The one word explanation is MacCarthy. A longer explanation follows.

And then remember too, that most of what I am writing about are the effects in public education which is directly managed by the politics of state officials. Meanwhile, places like The Institute for Social Research was not a public institution, so it could afford a certain amount of independence.

Just think about the dates mentioned. During the 30s through 40s in the US, there was quite a bit of left-liberal cultural production in writing and art. The Frankfurters left the US because of the rise of the US right and its anti-communist politics. Thomas Mann and much of the LA German emigre community split about the same time. The Hollywood HUAC hearings were known for their chilling effect on any form of socialist-realism or neo-realism in film---the kind of social comentary and documentary style that had some popular following. The movie studios figured it out pretty quickly. America wasn't supposed to look like a dirty, sorted, crime ridden, repressive, racist, psychopathic, politically corrupt nightmare as portrayed in cinema noir. No sir. America was beautiful, filled with beautiful people, who always had above average children. We are cleaning up the West. Movies like Night of the Hunter and The Bad Seed told a different story.

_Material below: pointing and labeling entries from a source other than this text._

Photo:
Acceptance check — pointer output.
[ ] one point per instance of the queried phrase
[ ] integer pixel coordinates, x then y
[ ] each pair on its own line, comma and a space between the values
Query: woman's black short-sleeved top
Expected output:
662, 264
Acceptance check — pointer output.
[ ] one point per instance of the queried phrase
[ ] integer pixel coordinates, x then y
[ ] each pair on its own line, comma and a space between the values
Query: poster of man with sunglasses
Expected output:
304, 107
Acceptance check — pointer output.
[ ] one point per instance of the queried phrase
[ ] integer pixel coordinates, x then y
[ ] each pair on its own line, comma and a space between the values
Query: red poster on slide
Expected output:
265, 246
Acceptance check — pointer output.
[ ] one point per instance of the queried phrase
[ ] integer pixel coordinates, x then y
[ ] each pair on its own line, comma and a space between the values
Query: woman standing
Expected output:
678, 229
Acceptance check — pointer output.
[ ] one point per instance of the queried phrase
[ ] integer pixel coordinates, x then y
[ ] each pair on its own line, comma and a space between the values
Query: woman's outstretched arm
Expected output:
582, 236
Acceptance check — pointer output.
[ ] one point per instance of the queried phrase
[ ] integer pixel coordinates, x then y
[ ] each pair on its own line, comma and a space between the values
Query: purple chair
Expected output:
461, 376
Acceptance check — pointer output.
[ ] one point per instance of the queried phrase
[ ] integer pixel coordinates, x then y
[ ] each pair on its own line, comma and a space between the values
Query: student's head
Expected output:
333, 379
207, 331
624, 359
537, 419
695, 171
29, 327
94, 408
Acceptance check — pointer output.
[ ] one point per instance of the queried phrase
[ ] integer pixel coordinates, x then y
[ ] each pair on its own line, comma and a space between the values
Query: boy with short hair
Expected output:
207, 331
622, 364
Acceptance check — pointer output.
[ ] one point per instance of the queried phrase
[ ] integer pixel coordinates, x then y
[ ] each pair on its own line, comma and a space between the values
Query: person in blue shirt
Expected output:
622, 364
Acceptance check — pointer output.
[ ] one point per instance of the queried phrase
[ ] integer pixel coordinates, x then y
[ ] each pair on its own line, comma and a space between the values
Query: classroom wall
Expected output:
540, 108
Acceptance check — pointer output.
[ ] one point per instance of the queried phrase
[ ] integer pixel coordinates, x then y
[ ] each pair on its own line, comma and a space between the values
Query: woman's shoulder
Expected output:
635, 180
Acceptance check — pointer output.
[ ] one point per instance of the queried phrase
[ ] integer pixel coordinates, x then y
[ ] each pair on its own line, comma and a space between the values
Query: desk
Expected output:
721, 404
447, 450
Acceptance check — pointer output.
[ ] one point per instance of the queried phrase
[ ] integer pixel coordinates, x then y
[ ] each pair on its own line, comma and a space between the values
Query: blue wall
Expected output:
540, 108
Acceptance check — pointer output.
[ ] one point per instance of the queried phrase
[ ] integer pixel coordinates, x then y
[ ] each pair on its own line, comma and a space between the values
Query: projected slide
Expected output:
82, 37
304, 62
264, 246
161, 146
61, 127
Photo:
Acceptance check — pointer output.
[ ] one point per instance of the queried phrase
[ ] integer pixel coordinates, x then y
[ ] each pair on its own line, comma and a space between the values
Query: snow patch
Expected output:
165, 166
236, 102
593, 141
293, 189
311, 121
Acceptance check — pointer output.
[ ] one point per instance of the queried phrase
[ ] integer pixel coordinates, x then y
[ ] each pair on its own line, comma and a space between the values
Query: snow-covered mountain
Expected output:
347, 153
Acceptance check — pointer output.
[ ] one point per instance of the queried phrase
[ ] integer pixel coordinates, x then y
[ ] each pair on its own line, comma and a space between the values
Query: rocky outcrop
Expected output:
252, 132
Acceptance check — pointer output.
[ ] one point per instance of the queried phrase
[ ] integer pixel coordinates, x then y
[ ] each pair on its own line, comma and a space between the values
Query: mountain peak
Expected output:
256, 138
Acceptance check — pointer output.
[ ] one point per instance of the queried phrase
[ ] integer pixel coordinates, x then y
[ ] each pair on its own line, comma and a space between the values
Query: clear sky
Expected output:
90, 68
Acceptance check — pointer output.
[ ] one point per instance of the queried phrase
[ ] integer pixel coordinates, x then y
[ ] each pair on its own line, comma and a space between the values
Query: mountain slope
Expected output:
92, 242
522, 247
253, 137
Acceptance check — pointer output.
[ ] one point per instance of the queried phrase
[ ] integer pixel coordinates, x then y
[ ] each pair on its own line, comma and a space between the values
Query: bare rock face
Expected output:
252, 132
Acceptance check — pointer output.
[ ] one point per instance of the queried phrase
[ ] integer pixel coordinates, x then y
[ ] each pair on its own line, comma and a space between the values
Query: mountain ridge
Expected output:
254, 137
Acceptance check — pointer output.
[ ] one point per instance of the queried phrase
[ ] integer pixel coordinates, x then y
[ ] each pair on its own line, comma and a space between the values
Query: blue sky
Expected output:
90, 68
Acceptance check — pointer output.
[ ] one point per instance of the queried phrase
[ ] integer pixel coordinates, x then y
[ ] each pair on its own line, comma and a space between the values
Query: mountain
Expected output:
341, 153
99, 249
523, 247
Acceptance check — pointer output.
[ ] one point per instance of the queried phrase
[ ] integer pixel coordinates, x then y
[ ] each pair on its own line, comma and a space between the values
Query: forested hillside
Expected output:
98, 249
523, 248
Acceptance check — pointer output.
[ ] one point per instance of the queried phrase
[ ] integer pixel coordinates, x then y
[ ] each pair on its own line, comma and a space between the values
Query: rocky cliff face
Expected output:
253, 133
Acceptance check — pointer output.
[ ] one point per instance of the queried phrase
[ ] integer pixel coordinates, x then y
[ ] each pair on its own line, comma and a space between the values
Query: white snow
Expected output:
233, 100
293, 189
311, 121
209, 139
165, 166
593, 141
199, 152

So then, growing up in that era in LA I could feel there was something wrong with writers and painters. They were somehow an attack on american middle class values. Everything about them was wrong. They didn't have regular jobs, they didn't keep regular hours, the inside of their apartments, studios, flats didn't look like regular places to live. (Well, ours didn't at any rate. I had two families. One near downtown and the other out in Valley. One bohiemian, the other track home regular.)

The same intellectual and culture chill penetrated everything. Certainly the school system. By the time I got to college in 1961 the civil rights movements were hammering away, challenging the nice presumptions of white liberal academy, peeling away the layers of pretend tolerance to find a not so very nice and not very liberal nuggut inside.

There was a constant drone of anti-commie noise pervading just about every course I took from English to History, even Biology where they never failed to mention Lysenko. American biology seem obcessed with the idea that Lysenko was wrong---and that was proof Soviet science was bunk. The sciences were particularly noted for this constant drumming away at the communist menace. The Russians got the bomb, now they had Spitnik. God we're all going die in the big after glow. It was crazy.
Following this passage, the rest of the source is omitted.